Metabolites. 2022 Oct 5;12(10):945. doi: 10.3390/metabo12100945.

Abstract

Omics approaches in plant analysis find many different applications, from classification to new bioactive compounds discovery. Metabolomics seems to be one of the most informative ways of describing plants' phenotypes, since commonly used methods such as liquid chromatography-mass spectrometry (LC-MS) and nuclear magnetic resonance spectroscopy (NMR) could provide a huge amount of information about samples. However, due to high efficiency, many disadvantages arise with the complexity of the experimental design. In the present work, we demonstrate an untargeted metabolomics pipeline with the example of a Humulus lupulus classification task. LC-MS profiling of brewing cultivars samples was carried out as a starting point. Hierarchical cluster analysis (HCA)-based classification in combination with nested feature selection was provided for sample discrimination and marker compounds discovery.

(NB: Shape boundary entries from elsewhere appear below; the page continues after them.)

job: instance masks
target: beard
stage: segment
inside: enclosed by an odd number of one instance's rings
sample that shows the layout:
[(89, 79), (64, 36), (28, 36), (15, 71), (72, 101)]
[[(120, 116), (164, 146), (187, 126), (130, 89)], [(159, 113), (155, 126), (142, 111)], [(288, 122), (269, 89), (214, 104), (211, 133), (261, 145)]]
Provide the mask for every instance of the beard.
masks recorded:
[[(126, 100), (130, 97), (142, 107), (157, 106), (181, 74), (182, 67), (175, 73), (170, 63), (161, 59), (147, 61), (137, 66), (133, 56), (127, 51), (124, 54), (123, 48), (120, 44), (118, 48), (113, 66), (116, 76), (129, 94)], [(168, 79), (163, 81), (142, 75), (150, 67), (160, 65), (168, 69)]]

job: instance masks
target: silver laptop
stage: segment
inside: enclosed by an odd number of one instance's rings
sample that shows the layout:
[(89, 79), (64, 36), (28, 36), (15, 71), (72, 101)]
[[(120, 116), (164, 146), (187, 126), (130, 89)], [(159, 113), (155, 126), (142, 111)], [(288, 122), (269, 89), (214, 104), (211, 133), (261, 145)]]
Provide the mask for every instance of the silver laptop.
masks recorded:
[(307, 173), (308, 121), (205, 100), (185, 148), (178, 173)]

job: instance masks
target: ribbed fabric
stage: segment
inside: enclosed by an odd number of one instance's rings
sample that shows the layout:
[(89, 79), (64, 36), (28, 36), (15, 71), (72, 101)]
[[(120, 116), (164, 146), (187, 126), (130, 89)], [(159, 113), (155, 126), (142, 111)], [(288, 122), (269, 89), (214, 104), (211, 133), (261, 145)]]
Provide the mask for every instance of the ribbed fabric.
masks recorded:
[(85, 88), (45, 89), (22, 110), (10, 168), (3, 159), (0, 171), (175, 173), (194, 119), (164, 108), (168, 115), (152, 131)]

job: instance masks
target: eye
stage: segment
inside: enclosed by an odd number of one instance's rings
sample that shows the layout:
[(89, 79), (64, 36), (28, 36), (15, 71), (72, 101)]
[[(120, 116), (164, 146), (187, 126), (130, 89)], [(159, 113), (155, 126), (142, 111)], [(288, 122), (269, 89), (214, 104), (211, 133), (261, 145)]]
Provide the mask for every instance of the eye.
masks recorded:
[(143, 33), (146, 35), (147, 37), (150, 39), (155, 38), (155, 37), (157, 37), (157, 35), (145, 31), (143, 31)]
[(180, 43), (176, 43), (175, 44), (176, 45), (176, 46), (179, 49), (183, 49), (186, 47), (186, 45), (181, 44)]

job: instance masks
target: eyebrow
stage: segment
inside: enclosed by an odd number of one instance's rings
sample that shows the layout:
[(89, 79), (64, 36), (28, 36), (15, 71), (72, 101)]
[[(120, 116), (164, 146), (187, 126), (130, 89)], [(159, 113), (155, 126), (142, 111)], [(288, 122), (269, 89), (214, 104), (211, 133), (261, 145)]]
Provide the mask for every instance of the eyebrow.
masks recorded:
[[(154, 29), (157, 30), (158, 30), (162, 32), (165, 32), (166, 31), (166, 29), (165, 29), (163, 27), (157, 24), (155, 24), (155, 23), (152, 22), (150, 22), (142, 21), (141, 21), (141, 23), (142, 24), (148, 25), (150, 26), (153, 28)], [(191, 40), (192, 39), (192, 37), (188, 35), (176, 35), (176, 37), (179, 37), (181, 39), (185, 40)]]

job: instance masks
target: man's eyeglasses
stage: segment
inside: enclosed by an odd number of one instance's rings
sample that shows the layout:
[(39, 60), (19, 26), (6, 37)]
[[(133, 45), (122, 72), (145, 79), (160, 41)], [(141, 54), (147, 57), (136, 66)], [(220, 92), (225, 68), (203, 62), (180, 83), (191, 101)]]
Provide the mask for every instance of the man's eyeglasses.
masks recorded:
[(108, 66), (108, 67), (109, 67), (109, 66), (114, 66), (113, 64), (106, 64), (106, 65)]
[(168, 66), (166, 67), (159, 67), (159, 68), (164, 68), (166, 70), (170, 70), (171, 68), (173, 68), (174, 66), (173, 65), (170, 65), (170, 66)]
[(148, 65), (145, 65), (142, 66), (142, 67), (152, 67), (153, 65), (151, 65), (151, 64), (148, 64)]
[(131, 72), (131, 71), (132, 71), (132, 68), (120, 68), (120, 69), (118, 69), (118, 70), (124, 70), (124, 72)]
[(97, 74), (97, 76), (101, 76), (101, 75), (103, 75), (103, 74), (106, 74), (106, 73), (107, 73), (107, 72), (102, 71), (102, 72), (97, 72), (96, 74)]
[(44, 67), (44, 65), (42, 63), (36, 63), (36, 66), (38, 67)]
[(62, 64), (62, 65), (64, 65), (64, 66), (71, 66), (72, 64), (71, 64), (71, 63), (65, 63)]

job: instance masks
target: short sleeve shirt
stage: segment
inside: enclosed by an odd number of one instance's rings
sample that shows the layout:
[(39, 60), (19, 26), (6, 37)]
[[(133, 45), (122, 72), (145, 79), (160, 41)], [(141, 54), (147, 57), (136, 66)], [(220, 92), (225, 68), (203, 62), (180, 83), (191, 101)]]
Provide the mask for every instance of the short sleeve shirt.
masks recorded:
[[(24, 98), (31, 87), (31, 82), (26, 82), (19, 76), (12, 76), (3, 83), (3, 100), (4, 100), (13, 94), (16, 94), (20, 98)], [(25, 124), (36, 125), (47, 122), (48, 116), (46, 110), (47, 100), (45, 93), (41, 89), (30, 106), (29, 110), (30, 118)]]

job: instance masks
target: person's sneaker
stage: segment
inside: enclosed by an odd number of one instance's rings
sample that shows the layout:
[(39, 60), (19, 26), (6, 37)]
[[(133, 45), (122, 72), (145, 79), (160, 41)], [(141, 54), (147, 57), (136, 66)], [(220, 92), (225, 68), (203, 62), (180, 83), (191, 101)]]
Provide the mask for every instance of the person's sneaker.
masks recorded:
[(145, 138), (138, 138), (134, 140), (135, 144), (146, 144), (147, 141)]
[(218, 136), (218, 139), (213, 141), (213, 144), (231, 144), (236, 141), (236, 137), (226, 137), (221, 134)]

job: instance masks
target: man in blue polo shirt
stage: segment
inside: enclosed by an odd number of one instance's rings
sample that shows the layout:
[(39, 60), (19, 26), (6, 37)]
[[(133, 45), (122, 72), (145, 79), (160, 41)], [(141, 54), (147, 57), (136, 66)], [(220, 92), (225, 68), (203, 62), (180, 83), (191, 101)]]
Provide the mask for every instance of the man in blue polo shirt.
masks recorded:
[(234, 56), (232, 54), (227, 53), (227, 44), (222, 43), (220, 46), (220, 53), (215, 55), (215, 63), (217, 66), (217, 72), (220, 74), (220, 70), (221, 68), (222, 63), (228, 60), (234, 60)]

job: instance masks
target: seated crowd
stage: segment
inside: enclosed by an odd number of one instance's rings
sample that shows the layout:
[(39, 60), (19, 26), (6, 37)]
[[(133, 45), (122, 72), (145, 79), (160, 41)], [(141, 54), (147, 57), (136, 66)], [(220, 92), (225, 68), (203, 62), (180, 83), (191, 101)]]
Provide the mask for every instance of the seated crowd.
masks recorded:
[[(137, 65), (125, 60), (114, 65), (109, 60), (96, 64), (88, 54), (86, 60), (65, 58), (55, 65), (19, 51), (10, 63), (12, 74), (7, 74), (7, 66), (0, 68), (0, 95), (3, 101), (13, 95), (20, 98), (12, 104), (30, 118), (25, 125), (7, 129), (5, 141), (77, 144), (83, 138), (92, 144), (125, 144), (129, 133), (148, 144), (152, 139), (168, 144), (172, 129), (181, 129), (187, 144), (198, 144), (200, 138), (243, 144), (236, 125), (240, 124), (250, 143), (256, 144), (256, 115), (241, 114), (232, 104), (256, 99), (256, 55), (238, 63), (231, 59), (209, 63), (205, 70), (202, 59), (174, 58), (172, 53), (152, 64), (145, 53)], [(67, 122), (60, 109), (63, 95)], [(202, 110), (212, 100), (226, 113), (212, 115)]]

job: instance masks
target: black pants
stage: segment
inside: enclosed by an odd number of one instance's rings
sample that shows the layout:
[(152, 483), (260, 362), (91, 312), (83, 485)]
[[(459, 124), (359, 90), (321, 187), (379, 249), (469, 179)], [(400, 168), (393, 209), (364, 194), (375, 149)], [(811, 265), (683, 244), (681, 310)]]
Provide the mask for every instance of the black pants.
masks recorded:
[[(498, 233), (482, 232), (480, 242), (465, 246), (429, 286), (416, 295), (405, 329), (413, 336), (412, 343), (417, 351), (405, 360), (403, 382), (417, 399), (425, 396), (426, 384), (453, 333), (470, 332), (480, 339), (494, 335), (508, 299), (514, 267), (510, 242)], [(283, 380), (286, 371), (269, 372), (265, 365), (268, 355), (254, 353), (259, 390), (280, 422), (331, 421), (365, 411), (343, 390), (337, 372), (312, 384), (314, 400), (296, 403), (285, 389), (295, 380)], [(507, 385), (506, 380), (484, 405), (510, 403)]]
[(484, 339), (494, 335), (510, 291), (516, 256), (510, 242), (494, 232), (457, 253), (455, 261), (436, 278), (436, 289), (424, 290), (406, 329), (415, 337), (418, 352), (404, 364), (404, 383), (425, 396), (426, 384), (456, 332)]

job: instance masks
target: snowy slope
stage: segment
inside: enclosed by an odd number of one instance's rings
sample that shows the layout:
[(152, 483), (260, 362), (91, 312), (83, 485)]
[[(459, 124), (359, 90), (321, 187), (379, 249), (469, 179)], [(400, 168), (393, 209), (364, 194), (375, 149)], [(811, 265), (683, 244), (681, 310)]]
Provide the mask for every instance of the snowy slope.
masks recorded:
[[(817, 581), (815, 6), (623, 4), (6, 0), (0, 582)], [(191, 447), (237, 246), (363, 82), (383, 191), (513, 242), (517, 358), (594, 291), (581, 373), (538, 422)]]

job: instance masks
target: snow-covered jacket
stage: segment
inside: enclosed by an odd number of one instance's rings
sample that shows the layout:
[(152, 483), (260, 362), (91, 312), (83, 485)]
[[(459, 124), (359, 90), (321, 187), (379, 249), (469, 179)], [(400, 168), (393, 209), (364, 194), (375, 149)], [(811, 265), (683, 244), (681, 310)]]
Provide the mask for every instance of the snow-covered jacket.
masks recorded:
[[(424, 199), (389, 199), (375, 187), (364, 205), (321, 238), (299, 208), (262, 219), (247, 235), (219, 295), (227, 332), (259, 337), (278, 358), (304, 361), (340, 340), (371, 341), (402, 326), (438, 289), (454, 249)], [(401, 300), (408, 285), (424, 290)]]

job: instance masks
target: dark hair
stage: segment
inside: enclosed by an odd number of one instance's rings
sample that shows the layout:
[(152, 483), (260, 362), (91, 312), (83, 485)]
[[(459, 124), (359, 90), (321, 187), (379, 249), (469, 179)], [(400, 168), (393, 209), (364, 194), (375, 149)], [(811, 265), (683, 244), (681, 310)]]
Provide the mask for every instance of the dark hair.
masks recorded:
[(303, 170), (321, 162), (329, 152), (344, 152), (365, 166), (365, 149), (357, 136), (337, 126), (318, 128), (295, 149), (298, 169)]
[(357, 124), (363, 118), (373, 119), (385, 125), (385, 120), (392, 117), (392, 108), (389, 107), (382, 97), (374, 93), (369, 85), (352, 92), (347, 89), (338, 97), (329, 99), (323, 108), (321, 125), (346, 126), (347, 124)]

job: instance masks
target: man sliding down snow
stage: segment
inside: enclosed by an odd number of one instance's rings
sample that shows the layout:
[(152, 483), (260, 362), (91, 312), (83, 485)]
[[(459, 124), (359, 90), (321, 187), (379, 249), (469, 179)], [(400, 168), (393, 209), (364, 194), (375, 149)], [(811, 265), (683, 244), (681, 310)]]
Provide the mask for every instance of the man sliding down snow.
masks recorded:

Obtained metabolome-based classification showed an expected difference compared to genetic-based classification data. Nine compounds were found to have the biggest classification power during nested feature selection. Using database search and molecular network construction, five of them were identified as known hops bitter compounds.

Keywords: Humulus lupulus; machine learning; metabolomics; untargeted profiling.

Grants and funding

This research received no external funding.